July 10 – Seven Holy Noble Brethren


St. Felicitas, Martyr


The earliest list of the Roman feasts of martyrs, known as the “Depositio Martyrum” and dating from the time of Pope Liberius, i.e. about the middle of the fourth century (Ruinart, Acta sincera, Ratisbon, p. 631), mentions seven martyrs whose feast was kept on 10 July. Their remains had been deposited in four different catacombs, viz. in three cemeteries on the Via Salaria and in one on the Via Appia. Two of the martyrs, Felix and Philip, reposed in the catacomb of Priscilla; Martial, Vitalis and Alexander, in the Coemeterium Jordanorum; Silanus (or Silvanus) in the catacomb of Maximus, and Januarius in that of Prætextatus. To the name of Silanus is added the statement that his body was stolen by the Novatians (hunc Silanum martyrem Novatiani furati sunt).
In the Acts of these martyrs, that certainly existed in the sixth century, since Gregory the Great refers to them in his “Homiliæ super Evangelia” (Lib. I, hom. iii, in P.L., LXXVI, 1087), it is stated that all seven were sons of Felicitas, a noble Roman lady. According to these Acts Felicitas and her seven sons were imprisoned because of their Christian Faith, at the instigation of pagan priests, during the reign of Emperor Antoninus. Before the prefect Publius they adhered firmly to their religion, and were delivered over to four judges, who condemned them to various modes of death. The division of the martyrs among four judges corresponds to the four places of their burial. St. Felicitas herself was buried in the catacomb of Maximus on the Via Salaria, beside Silanus.
Martyrdom of St. Felicitas's seven sons, painting by Francesco Coghetti.
Martyrdom of St. Felicitas’s seven sons, painting by Francesco Coghetti.

These Acts were regarded as genuine by Ruinart (op. cit., 72-74), and even distinguished modern archæologists have considered them, though not in their present form corresponding entirely to the original, yet in substance based on genuine contemporary records.

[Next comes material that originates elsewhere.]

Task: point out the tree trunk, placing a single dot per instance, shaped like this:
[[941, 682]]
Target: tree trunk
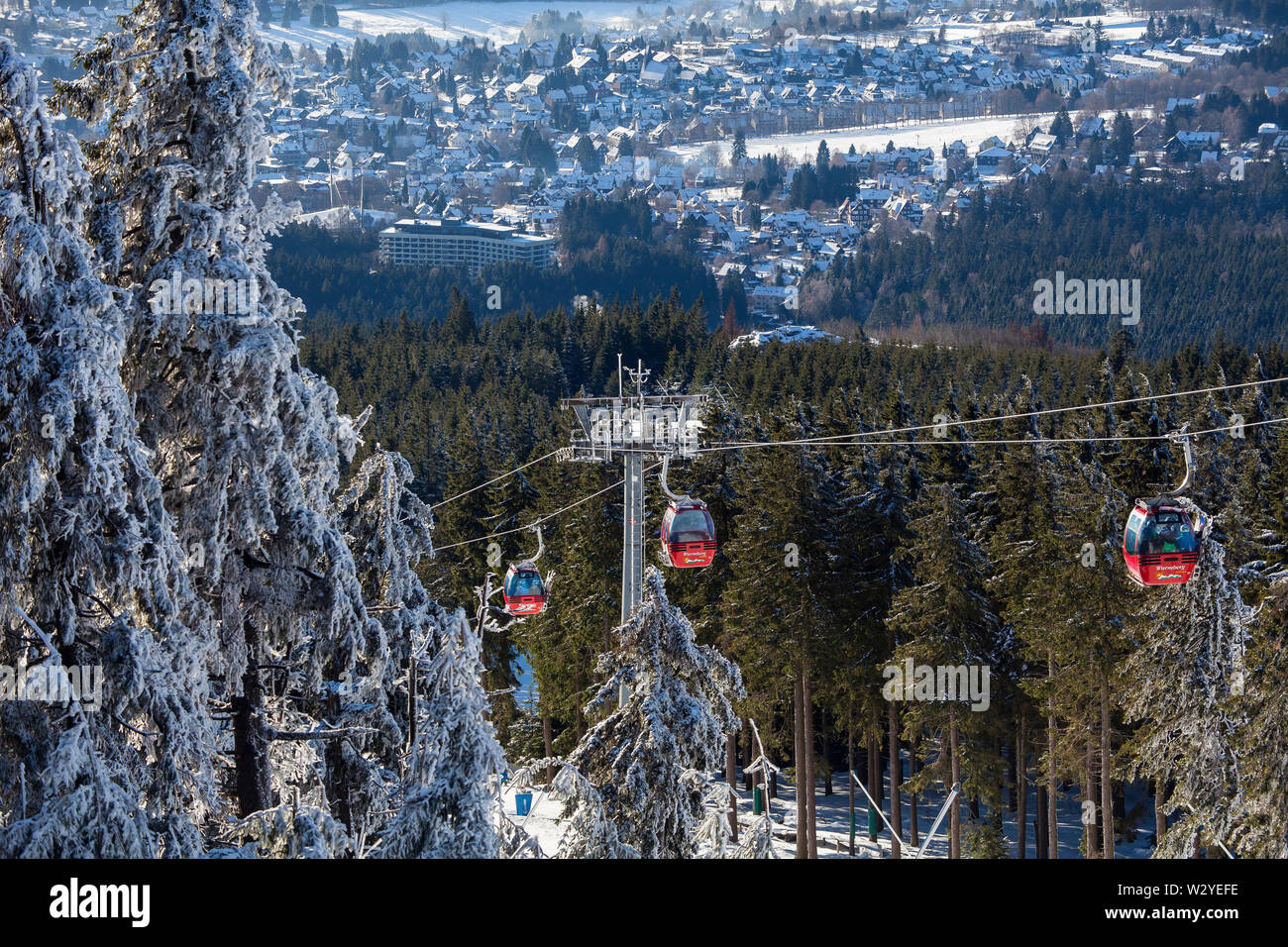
[[548, 736], [250, 740], [872, 779], [807, 737], [1090, 828], [732, 779], [1159, 809], [913, 828], [1021, 789], [1039, 823], [1052, 789], [954, 813], [827, 753], [799, 736], [849, 781], [896, 779], [1107, 784], [411, 694]]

Recent investigations of Führer, however (see below), have shown this opinion to be hardly tenable. The earliest recension of these Acts, edited by Ruinart, does not antedate the sixth century, and appears to be based not on a Roman, but on a Greek original. Moreover, apart from the present form of the Acts, various details have been called in question. Thus, if Felicitas were really the mother of the seven martyrs honoured on 10 July, it is strange that her name does not appear in the well-known fourth-century Roman calendar. Her feast is first mentioned in the “Martyrologium Hieronymianum”, but on a different day (23 Nov.). It is, however, historically certain that she, as well as the seven martyrs called her sons in the Acts suffered for the Christian Faith. From a very early date her feast was solemnly celebrated in the Roman Church on 23 November, for on that day Gregory the Great delivered a homily in the basilica that rose above her tomb. Her body then rested in the catacomb of Maximus; in that cemetery on the Via Salaria all Roman itineraries, or guides to the burial-places of martyrs, locate her burial-place, specifying that her tomb was in a church above this catacomb (De Rossi, Roma sotterranea, I, 176-77), and that the body of her son Silanus was also there. The crypt where Felicitas was laid to rest was later enlarged into a subterranean chapel, and was rediscovered in 1885. A seventh-century fresco is yet visible on the rear wall of this chapel, representing in a group Felicitas and her seven sons, and overhead the figure of Christ bestowing upon them the eternal crown.

Fresco by Paris Noggia of Saint Felicity, who having witnessed the death of her seven sons, during the persecution of Diocletian, is about to be put death as the Emperor watches.
Fresco by Paris Noggia of Saint Felicity, who having witnessed the death of her seven sons, during the persecution of Diocletian, is about to be put death as the Emperor watches.

If St. Felicitas did not suffer martyrdom on the same occasion we have no means of determining the time of her death. In an ancient Roman edifice near the ruins of the Baths of Titus there stood in early medieval times a chapel in honour of St. Felicitas. A faded painting in this chapel represents her with her sons just as in the above-mentioned fresco in her crypt.
Santa Susanna in Rome

J.P. KIRSCH (Catholic Encyclopedia)

Nobility.org Editorial comment: —

Like St. Cecilia and many others, St. Felicitas and her seven sons share in the glory of the Roman Christian nobility that embraced martyrdom, shedding their blood, rather than renouncing the Catholic faith and their baptismal vows.
In martyrdom, these Roman nobles led by example. By faithfully following themselves in the footsteps of the Redeemer, they showed other Christians that neither life nor money are our supreme values. In baptism we acquire a special bond with Our Lord and this bond of faith is our greatest supernatural good. It is more precious than life, our greatest natural good.